Conflit à Gaza: Les marques américaines au coeur de la controverse

  • Des militants appellent à boycotter les franchises américaines pour exprimer leur solidarité avec Gaza et protester contre les préjugés dont elles font l'objet
  • Les attaques de magasins au Liban font écho à des scènes similaires à l'époque de la seconde Intifada et de la guerre d'Irak

RIYAD: Lorsque des conflits éclatent au Moyen-Orient, les marques de consommation américaines sont souvent parmi les premières cibles de la colère de l'opinion publique.

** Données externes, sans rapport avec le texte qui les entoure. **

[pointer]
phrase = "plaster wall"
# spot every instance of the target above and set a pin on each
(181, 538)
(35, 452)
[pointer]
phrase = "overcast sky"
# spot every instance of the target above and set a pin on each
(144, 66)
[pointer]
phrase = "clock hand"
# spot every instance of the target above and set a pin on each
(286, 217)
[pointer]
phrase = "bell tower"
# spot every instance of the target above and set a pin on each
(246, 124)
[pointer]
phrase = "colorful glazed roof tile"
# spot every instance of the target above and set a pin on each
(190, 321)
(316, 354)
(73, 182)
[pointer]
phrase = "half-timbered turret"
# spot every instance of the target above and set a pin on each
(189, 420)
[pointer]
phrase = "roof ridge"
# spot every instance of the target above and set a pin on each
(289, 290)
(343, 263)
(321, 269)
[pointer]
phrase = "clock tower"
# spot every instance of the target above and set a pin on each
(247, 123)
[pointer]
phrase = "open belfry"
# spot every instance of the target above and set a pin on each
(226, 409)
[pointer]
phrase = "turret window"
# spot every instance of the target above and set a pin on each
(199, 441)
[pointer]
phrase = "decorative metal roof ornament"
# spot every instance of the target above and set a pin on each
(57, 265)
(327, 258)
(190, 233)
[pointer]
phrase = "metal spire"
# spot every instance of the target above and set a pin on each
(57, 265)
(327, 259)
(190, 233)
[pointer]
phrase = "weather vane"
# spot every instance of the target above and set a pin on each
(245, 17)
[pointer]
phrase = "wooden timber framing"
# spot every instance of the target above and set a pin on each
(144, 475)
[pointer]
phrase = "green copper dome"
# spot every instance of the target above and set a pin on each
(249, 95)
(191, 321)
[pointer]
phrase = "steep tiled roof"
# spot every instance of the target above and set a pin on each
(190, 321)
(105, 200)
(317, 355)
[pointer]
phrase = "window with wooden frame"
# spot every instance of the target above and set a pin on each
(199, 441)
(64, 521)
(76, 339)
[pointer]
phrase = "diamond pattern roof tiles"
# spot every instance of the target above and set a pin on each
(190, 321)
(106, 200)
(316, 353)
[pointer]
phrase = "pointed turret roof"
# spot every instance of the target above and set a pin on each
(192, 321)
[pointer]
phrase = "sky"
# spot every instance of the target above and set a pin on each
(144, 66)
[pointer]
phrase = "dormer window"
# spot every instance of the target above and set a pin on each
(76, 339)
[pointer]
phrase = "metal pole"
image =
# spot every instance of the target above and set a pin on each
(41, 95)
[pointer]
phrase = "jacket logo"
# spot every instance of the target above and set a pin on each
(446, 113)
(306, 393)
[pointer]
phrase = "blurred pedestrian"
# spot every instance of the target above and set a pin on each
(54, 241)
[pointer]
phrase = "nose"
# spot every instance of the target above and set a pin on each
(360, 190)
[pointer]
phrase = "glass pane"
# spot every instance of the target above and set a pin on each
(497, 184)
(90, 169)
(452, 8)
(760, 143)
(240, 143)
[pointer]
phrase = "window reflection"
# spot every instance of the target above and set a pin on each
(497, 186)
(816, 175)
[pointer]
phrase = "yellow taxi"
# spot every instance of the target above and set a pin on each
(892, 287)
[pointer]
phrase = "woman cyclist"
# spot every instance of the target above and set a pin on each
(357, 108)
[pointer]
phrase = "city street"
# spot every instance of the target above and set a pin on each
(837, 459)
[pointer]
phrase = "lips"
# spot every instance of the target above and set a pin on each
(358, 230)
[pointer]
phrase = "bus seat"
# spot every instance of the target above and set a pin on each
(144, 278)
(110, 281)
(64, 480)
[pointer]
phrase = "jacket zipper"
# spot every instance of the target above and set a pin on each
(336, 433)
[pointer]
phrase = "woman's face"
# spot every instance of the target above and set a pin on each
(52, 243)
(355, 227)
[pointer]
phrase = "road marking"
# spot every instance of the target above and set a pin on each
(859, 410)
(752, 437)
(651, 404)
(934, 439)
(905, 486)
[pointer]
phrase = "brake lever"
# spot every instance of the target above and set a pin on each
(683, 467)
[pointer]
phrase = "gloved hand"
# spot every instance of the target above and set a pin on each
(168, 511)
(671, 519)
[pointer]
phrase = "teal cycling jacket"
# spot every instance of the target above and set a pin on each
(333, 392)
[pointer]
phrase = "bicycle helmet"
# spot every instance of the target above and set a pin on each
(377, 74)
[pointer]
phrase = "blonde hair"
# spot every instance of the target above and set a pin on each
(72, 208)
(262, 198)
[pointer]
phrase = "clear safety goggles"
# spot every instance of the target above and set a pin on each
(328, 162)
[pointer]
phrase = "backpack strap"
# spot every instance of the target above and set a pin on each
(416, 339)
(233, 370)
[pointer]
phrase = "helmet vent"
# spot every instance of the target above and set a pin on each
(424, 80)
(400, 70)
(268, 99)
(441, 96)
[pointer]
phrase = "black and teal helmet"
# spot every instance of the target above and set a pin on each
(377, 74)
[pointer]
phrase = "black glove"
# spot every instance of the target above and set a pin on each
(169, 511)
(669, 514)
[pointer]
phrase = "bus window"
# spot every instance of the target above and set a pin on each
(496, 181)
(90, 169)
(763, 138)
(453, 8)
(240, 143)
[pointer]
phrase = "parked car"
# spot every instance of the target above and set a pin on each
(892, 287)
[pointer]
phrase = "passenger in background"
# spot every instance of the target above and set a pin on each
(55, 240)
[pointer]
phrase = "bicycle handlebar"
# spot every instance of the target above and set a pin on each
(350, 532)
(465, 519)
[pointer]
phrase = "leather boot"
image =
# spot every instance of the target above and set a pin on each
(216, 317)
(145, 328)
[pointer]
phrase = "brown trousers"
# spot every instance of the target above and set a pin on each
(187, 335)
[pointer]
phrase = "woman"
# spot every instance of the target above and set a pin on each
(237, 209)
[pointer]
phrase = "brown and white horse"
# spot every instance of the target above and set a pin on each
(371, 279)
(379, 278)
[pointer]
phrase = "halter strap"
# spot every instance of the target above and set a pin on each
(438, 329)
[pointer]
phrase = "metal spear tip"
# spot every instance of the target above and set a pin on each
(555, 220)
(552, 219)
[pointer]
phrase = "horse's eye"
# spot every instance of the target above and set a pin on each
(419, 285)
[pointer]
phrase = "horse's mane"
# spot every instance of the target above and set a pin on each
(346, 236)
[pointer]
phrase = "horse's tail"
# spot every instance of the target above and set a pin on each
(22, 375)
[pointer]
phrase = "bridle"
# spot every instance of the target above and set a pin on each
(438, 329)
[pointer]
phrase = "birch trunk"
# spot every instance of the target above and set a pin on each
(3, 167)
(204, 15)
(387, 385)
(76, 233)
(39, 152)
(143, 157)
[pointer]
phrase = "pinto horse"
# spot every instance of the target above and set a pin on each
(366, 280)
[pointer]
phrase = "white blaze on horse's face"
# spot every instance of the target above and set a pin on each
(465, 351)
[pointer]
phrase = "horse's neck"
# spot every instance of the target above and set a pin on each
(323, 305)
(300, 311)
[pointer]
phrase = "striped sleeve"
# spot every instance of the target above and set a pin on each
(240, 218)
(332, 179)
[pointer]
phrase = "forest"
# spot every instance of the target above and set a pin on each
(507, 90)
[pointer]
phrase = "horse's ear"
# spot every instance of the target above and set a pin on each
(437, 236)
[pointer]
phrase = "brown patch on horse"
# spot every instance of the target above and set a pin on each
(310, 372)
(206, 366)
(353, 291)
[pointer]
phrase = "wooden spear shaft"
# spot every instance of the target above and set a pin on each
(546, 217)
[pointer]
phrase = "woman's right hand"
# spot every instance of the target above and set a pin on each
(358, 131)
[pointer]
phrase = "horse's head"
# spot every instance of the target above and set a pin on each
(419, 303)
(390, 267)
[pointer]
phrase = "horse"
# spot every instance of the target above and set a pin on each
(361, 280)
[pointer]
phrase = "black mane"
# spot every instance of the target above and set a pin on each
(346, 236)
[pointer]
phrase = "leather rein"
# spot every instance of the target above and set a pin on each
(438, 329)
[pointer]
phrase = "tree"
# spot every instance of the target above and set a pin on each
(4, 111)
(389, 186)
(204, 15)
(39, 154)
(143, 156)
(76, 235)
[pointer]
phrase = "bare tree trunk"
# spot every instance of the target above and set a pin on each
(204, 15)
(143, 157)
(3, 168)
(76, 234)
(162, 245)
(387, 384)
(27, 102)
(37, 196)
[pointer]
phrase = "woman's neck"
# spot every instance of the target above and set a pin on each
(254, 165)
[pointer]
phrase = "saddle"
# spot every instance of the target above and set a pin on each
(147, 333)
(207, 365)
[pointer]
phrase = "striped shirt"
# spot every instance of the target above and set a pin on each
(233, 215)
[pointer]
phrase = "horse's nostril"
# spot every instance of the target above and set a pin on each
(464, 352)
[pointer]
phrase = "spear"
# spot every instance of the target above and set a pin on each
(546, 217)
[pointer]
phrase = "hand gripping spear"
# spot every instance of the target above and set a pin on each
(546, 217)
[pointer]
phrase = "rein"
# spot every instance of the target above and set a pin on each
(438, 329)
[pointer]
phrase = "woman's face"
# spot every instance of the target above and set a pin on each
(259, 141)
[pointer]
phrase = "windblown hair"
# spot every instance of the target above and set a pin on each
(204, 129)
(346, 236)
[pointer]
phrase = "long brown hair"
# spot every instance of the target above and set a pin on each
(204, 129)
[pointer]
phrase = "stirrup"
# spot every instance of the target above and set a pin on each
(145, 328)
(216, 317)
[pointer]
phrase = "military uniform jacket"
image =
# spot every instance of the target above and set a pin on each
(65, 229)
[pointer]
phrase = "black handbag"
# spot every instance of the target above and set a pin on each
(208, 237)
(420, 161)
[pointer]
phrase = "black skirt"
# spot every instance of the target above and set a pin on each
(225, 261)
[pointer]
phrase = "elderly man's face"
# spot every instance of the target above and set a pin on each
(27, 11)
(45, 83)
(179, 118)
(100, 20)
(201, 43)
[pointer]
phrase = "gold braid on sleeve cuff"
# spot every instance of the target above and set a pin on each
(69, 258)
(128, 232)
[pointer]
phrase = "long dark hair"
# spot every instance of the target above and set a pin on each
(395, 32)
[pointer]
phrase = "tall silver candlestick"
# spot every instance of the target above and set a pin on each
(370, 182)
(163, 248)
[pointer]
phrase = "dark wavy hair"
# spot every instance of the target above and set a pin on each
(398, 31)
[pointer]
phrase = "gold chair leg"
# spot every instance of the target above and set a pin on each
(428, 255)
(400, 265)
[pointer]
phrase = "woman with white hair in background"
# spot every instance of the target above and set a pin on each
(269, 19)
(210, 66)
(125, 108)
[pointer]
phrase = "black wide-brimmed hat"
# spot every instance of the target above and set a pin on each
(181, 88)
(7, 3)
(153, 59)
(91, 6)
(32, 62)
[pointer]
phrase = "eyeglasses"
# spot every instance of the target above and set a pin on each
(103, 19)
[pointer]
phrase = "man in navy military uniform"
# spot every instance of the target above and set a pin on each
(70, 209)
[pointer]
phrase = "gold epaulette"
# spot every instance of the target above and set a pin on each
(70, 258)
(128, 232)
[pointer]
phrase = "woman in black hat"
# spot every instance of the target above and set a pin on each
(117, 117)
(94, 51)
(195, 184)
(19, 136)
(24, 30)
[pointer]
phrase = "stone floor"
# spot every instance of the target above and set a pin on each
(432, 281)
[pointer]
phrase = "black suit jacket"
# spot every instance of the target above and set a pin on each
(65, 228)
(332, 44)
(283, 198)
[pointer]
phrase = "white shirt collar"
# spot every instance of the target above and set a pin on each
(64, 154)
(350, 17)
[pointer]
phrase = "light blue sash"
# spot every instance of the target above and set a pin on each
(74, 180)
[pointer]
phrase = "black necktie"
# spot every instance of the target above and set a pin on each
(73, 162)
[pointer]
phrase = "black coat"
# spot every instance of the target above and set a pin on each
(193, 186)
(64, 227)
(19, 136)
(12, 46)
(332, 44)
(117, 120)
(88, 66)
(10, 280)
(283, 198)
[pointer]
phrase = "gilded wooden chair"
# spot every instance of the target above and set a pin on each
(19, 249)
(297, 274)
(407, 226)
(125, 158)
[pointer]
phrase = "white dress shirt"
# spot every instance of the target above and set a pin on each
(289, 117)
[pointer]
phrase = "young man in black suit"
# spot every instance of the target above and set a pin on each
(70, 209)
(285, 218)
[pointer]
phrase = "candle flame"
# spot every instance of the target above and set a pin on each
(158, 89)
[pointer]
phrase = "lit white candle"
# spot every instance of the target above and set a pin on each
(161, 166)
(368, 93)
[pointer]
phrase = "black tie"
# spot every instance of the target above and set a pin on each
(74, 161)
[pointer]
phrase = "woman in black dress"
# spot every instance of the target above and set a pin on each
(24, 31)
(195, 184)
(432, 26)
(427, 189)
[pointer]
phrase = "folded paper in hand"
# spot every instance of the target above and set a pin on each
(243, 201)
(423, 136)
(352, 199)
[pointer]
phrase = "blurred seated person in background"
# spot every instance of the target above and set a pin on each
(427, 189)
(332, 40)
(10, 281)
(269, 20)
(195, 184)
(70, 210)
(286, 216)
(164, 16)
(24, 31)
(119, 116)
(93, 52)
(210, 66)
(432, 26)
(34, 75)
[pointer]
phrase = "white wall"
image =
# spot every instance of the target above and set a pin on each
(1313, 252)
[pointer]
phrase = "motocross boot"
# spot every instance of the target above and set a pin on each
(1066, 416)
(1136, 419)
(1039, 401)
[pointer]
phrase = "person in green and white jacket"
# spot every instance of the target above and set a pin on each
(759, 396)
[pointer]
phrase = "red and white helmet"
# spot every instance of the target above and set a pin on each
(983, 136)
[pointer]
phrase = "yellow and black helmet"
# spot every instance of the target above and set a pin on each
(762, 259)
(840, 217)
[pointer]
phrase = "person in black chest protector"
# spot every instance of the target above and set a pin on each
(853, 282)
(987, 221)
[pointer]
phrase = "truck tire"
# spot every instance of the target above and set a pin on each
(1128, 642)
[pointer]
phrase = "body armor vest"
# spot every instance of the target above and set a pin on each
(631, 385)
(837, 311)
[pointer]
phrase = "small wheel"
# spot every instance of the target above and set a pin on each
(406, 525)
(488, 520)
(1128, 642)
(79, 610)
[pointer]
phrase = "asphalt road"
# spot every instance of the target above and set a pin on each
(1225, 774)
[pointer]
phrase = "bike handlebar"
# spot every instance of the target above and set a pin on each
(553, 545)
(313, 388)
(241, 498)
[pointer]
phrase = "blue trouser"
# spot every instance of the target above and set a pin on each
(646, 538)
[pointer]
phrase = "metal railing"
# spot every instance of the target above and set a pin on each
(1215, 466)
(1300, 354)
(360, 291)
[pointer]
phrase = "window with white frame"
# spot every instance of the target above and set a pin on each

La guerre à Gaza n'a pas dérogé à la règle: des succursales de McDonald's et de Starbucks au Liban ont été attaquées et des campagnes de boycott de consommateurs ont été annoncés dans toute la région.

Ces attaques et ces campagnes de boycott font écho à des scènes similaires à l'époque de la seconde Intifada, au début des années 2000, et de la guerre d'Irak, qui a entraîné une interdiction de Coca-Cola, restée en vigueur dans de nombreux pays arabes pendant des décennies, donnant à son rival Pepsi un avantage commercial dont il jouit encore aujourd'hui.

Alors qu'Israël poursuit ses bombardements sur la bande de Gaza en représailles à l'attaque du Hamas du 7 octobre, les Arabes ont à nouveau lancé un boycott des franchises américaines dans la région pour exprimer leur solidarité avec les Palestiniens et protester contre la partialité perçue à l'égard d'Israël.

Au cœur de la controverse se trouve McDonald's, la plus grande chaîne de restauration rapide au monde, après que la franchise israélienne du géant du hamburger a annoncé qu'elle envoyait des milliers de repas aux soldats israéliens stationnés sur la ligne de front contre le Hamas.

Les Arabes ont condamné l'entreprise après la diffusion de vidéos sur les réseaux sociaux, montrant des soldats des forces de défense israéliennes en uniforme dégustant des hamburgers, des frites et des milkshakes de la marque McDonald's. Le contraste est saisissant avec les civils Gazaouis souffrant de la faim et de la soif, juste de l'autre côté de la frontière.

McDonald's n'est pas le seul à avoir été mis sur la sellette pour sa position jugée pro-israélienne. D'autres marques américaines, dont Starbucks, Burger King, Hardee's, KFC, Pizza Hut, Papa John's et Dominos, font également l'objet de boycotts dans le monde arabe.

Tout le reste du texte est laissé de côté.